December 20, 2014
Yesterday we had another paper out on the arXiv (the last of 2014 for me) : https://arxiv.org/abs/1412.5953
As I have written about in previous posts, quantum physics allows for correlations which are in a certain sense stronger than any which are possible in classical physics. These so-called nonlocal correlations can be exploited cryptography and for generation of random numbers, as I’ve explained here https://jonatanbohrbrask.dk/2014/10/13/a-self-testing-quantum-random-number-generator/ and here https://jonatanbohrbrask.dk/2014/10/29/92/. They are also interesting in their own right as a natural phenomenon which is hard to grasp and goes against intuition based on our everyday experience of the world.

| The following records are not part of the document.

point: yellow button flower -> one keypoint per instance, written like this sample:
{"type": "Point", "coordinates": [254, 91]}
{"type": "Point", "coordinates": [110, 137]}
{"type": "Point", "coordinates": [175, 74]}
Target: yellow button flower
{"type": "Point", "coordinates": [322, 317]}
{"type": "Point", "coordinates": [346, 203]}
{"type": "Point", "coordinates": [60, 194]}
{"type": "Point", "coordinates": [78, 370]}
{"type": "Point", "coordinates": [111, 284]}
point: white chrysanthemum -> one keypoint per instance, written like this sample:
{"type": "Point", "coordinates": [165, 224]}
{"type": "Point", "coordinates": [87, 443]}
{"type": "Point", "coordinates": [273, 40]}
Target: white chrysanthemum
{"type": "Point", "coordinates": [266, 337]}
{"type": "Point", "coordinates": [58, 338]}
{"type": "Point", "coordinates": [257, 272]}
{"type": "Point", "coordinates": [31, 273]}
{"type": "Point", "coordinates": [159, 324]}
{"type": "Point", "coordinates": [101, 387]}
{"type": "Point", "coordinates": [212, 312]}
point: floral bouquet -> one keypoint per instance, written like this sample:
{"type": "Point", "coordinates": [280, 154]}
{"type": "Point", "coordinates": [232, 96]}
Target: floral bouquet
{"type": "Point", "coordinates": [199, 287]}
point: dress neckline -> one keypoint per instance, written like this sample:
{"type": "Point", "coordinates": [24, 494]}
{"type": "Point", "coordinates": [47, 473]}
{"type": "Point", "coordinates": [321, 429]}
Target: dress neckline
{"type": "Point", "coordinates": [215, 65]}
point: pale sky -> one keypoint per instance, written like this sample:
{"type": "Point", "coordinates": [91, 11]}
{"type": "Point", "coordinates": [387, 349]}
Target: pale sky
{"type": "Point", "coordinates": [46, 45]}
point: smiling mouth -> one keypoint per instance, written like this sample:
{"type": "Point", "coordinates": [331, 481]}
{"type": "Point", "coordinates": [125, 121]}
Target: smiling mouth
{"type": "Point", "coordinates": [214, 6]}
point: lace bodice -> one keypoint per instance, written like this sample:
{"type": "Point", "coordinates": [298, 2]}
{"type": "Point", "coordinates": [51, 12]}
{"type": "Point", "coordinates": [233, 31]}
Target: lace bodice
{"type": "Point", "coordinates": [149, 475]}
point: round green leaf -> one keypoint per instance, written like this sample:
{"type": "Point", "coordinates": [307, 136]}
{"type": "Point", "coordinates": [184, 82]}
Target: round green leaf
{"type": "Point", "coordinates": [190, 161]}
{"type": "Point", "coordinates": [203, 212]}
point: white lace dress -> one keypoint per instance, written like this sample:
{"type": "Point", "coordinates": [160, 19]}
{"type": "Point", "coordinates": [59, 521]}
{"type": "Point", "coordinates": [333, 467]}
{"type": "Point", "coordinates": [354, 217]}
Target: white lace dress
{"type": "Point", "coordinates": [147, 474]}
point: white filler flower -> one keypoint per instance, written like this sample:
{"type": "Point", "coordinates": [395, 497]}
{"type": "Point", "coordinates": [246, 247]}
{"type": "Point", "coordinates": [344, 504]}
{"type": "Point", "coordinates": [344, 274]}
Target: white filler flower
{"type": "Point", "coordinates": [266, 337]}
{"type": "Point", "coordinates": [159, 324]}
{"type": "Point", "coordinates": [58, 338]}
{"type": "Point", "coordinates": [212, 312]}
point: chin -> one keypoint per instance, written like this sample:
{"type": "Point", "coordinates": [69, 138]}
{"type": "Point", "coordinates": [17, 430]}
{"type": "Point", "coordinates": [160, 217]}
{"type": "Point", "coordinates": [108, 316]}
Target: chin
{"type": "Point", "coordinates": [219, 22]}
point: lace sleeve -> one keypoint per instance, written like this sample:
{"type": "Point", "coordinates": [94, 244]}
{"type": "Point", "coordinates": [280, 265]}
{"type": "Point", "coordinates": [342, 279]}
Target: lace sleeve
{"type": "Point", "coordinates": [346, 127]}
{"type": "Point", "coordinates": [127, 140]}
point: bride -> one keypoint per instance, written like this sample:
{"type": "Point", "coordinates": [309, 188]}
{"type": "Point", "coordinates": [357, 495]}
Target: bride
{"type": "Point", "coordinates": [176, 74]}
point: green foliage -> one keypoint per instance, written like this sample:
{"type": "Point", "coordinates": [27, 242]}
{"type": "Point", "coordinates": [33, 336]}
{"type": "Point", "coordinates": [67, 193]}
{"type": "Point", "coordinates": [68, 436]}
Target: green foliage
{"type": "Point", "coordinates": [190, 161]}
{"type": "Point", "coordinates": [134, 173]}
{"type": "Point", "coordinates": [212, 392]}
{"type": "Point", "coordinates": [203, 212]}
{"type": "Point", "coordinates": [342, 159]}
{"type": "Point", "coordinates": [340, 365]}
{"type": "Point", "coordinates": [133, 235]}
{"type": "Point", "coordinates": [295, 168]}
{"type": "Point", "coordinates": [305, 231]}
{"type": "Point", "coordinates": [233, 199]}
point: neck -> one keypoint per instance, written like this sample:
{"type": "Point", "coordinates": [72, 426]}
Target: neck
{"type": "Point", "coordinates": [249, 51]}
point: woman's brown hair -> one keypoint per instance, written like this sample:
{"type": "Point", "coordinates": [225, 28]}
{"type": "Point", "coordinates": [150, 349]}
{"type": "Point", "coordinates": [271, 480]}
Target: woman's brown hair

While applications of nonlocality are already being developed, there are still many things about it which we have not fully understood. In this paper we study the robustness of nonlocal correlations to loss. We do this for a certain type of highly entangled quantum states known as Dicke states. These states can be understood e.g. as a state of excitations stored in atoms. Take a large number of atoms which are all in their lowest energy state. Now put some of the atoms in an excited state with higher energy. Dicke states are states where the number of excitations are fixed, but all possible combinations of which atoms are in the ground state and which are excited are explored (the atomic ensemble is in a coherent superposition of all these posibilities). Dicke states give rise to nonlocal correlations, and we study how robust this nonlocality is to particle loss – i.e. how many atoms can one lose before the nonlocality disappears? – and to loss of excitations – i.e. if an excited atom has some probability to decay back to the ground state, how much decay can the nonlocality tolerate?